One thing to watch out for: temporary price spikes. Some retailers briefly show a higher price during inventory updates or A/B testing. If you see a price jump and then it goes back to normal within an hour, it wasn't a real change. We added a 2-hour confirmation window before recording any price increase, which cut out almost all the false positives.
How often to check
This depends on what you're tracking and how many API calls you want to burn through. We settled on these rough intervals after some trial and error:
- Electronics and anything with flash sales: every 1-2 hours
- Fashion and seasonal goods: twice a day is plenty
- Books, home goods, stable-price items: once a day
If you're monitoring flash deals or lightning sales specifically, you'll want to check more frequently - every 15 minutes or so. But that burns through API quota fast, so be selective about which products get that treatment.
One thing that bit us: don't run all your checks at the same time. If you have 5,000 products, don't fire 5,000 API calls at midnight. Spread them out. It's better for rate limits and you get more evenly distributed data.
Edge cases that will bite you
Currency. If you're tracking products across different Amazon regions, store prices in their original currency. Don't convert to USD at fetch time - exchange rates change and you'll end up with phantom price changes that are really just currency fluctuations.
Variants. The same Amazon URL can show different prices depending on the size or colour selected. Our API returns the default variant's price, which is usually the cheapest one. If you need a specific variant, you'll need the variant-specific URL.
Out-of-stock products. When a product goes out of stock, the price field might come back empty. Decide upfront whether you want to keep checking it or pause monitoring. We keep checking - that way we catch back-in-stock events.
Running it
The whole thing can run on a single $5/month VPS if you're tracking a few thousand products. A cron job that runs every 15 minutes, works through the products that are due for a check, and fires off alerts. Nothing fancy.

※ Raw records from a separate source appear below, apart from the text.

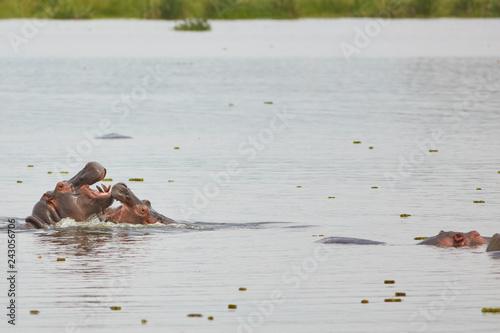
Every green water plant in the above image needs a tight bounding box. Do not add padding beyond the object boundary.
[174,18,212,31]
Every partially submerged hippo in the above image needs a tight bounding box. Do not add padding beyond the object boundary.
[317,230,486,248]
[486,234,500,252]
[26,162,113,229]
[417,230,486,246]
[100,183,176,224]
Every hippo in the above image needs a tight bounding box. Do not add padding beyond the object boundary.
[417,230,486,247]
[26,162,114,229]
[100,183,177,225]
[486,234,500,252]
[316,230,486,248]
[316,237,385,245]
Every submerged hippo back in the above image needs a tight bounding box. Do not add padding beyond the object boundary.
[316,237,385,245]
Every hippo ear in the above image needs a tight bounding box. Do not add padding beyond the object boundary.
[453,232,465,245]
[43,193,55,202]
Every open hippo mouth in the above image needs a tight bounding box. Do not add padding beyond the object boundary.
[67,162,111,199]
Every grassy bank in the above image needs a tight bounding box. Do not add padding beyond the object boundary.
[0,0,500,19]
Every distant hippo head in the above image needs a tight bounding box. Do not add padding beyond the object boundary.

For the alerts themselves, we just use email via Postmark for most things and a Slack webhook for the "holy crap, 40% off" moments. You could also do push notifications if you're building a consumer-facing app.
The Product Scrapes API handles the hard part - rotating proxies, dealing with anti-bot systems, parsing different site structures. Your code just needs to compare two numbers and decide whether to send an email.